Regrettable Fasion Trends

Ever looked back at an old photo and thought ‘what on Earth was I thinking?’? I’ve done this a lot! Feather earrings, crimped hair with a bandana, and animal print clothing are only a few to list of the now embarrassing trends I followed growing up in the nineties. We’ve all done it and at the time thought we looked fabulous. Every decade is guilty of this.​One of my favourites is the overalls. Luckily enough I seemed to have avoided this one with only one or two photos wearing these at a very young age – and yes, I did look like something out of Child’s Play. This trend can be seen a lot in nineties films and a very popular look with the boy bands.

Another trend I seen during the nineties was the extremely puffy bubble coats. Although I’m quite uncertain of any reason why everyone seemed to want these jackets, I’m pretty tempted to say South Park’s Kenny may have been a key influence with this one.
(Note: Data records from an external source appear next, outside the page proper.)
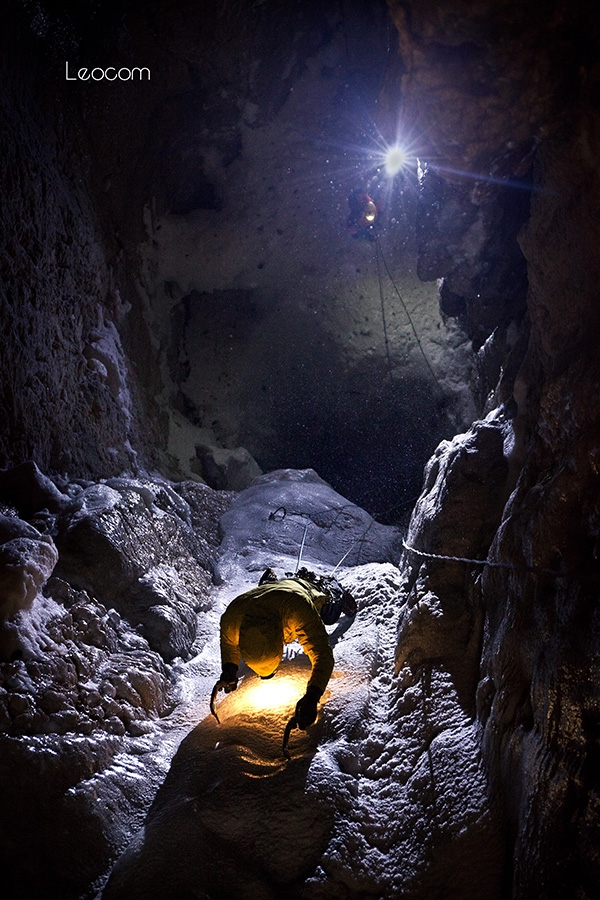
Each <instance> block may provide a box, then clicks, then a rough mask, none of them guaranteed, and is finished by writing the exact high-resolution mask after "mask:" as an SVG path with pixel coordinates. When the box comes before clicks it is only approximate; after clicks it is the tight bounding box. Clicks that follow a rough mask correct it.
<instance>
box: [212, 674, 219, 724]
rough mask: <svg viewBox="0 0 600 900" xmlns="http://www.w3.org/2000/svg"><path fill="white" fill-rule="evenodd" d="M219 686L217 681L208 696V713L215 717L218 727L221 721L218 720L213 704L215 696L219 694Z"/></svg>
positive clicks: (216, 695) (213, 704)
mask: <svg viewBox="0 0 600 900" xmlns="http://www.w3.org/2000/svg"><path fill="white" fill-rule="evenodd" d="M219 684H220V682H218V681H217V683H216V684H215V686H214V688H213V689H212V694H211V695H210V711H211V713H212V714H213V716H214V717H215V719H216V720H217V724H218V725H220V724H221V720H220V719H219V717H218V715H217V710H216V708H215V702H216V700H217V694H218V693H219Z"/></svg>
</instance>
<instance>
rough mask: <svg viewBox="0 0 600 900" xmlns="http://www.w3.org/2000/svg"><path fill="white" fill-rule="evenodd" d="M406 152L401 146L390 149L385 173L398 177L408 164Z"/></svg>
mask: <svg viewBox="0 0 600 900" xmlns="http://www.w3.org/2000/svg"><path fill="white" fill-rule="evenodd" d="M407 162H408V158H407V155H406V152H405V151H404V150H403V149H402V147H400V146H399V145H395V146H393V147H389V148H388V149H387V150H386V154H385V171H386V174H387V175H391V176H392V177H393V176H394V175H397V174H398V172H400V171H401V170H402V169H403V168H404V166H405V165H406V164H407Z"/></svg>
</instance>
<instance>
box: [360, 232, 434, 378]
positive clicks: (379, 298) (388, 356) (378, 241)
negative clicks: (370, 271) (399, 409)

​I remember mithering my parents during the 2000s for highlights. These weren’t just nicely blended highlights, these were thick, extremely chunky highlights. All the teenage girls seemed to have them, and I thought they looked amazing and grown up, but luckily my parents disapproved. Unfortunately enough for me they approved of the small buns all over my head and butterfly clips covering my hair.

I’ve not forgotten about the boys’ cuts. My favourite was again from the 90’s. Every class photo I look back on from this decade has at least five boys with middle parted bowl cuts.

​2000’s were well known for its fake tan. In the present, it’s all about looking slightly bronzed and radiant, where as back in the day it was more of impersonating an Oompa-Loompa. These tans were very noticeable, and extremely orange toned. I admittedly tried this myself. Me and my sister secretly buying tanning wipes from Body Care and tanning only our legs thinking no one would find out- that was until we realised it wouldn’t come off in time for PE, revealing our orange streaky legs in our shorts to everyone.

There is a final one I hated during this time, and I still do now – men and women wearing their pants low to reveal their underwear. With men, I wondered how their trousers even managed to stay up – they were basically wearing them on the top of their thighs! Women would wear a thong sticking out of the top of their hipsters. Although pop stars such as Christina Aguilera were a big fan of this, the women’s trend didn’t last, on the other hand, from time to time I still see young men wearing their pants low.

Shoulder pads and flared pants, with neon eyeshadow up to the brow. I’ve seen this on almost every photo of female family members from the eighties. Personally, I don’t find the teased hair to be too much of an embarrassment as they seem to find it to be, I actually think that one is going to be making a comeback. For men, with influences such as Bonjovi, and Billy Idol, big hair or makeup wasn’t a shock.

The one that seems to be the one being looked back on with embarrassment is from the seventies and eighties, being the mullet. This applies to both men and women, the only difference being the feathered look women tended to add, and the enormous side burns of the men. For men, the seventies and early eighties were also all about open shirts, revealing their chest hair supported by a big gold medallion, not to forget the thick moustaches.

One inparticular trend I’m sure you’re all familiar with is the man bun. I’ve heard mixed reviews about this one, and am not sure how long this one will stick around for, although it seems to be doing quite well. It’s recently been followed by men wearing their hair in French-plaits. In my opinion I don’t see the big deal, if a woman can do it, I believe a man should have the same right to do so too.  

​One of the most recent fashion trends I was pretty astounded by was the beard baubles. Yes, you read it right, beard baubles! Funnily enough, this trend didn’t make it too far. These unusual festive accessories were first made in December 2014.